Dade library plans temporary move

TEMPORARY LOCATIONBeginning Oct. 25, the Dade County Public Library will be located at 2058 S. Main Street in Trenton, Ga., for about two weeks.

The Dade County Public Library is boxing its books and moving, then moving again.

The current building on Court Street will close its doors Oct. 11 and then reopen two weeks later at the former CVS store next to Ingles on Main Street. While the library is in CVS, crews will renovate the library building.

A plan has been drafted and bids from contractors are due back on Sept. 9, but there is no set time frame for the renovations to be completed and the library moved back to its original location.

"They can't possibly move all of this stuff," incredulous patron Val Netherly said when told of the move.

Library staff already have begun consolidating shelves and boxing up what they can.

The renovation could cost $850,000 and will expand the building from 8,000 square feet to 12,000. Some of the added space will be for computers and a genealogy resources.

"We're going from a genealogy closet to an actual family genealogy room," said Lecia Eubanks, director of North Georgia's Cherokee Regional Library System, which administrates the Dade library.

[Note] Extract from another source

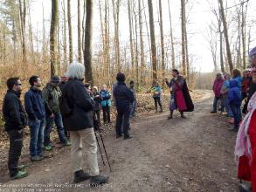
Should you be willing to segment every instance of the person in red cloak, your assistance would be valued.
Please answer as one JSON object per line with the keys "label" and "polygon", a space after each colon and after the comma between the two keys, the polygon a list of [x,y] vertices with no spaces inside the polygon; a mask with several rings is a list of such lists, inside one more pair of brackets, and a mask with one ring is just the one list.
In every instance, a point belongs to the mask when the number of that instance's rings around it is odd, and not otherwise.
{"label": "person in red cloak", "polygon": [[168,81],[165,79],[166,85],[171,89],[170,103],[170,115],[168,119],[172,119],[174,110],[178,110],[182,118],[185,118],[184,112],[194,111],[194,104],[190,95],[190,91],[185,79],[179,75],[176,69],[172,70],[172,79]]}
{"label": "person in red cloak", "polygon": [[[250,52],[252,61],[252,85],[256,85],[256,47]],[[252,88],[252,87],[251,87]],[[251,182],[252,188],[240,184],[240,191],[256,192],[256,91],[252,93],[247,114],[238,133],[235,155],[238,160],[238,178]]]}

Jack Killian, architect for the project, said the changes will add space and "pizzazz" to the building, particularly with a young adult computer area.

"Right now it's a corner of a room, but in the new plan it's a room," he said of the computer lab.

Eubanks said $676,000 is coming from the state to be combined with $50,000 from Dade County and $30,000 from Trenton. The library also hopes to receive a $100,000 federal grant, he said.

Eubanks said due dates on books, DVDs and other media will be reset so none are due during the downtime.

Netherly, 90, reads seven or eight books between her weekly visits and said people often overlook the library. She has seen the library evolve from a table of books in the corner of a hardware store when she was younger and said it has been inconvenient every time it has moved.

"I hate for it to be torn up all of the time," she said.

Her daughter-in-law Carolyn Netherly said the closure will be worth it.

"She'll really like it when it's done," the younger Netherly said.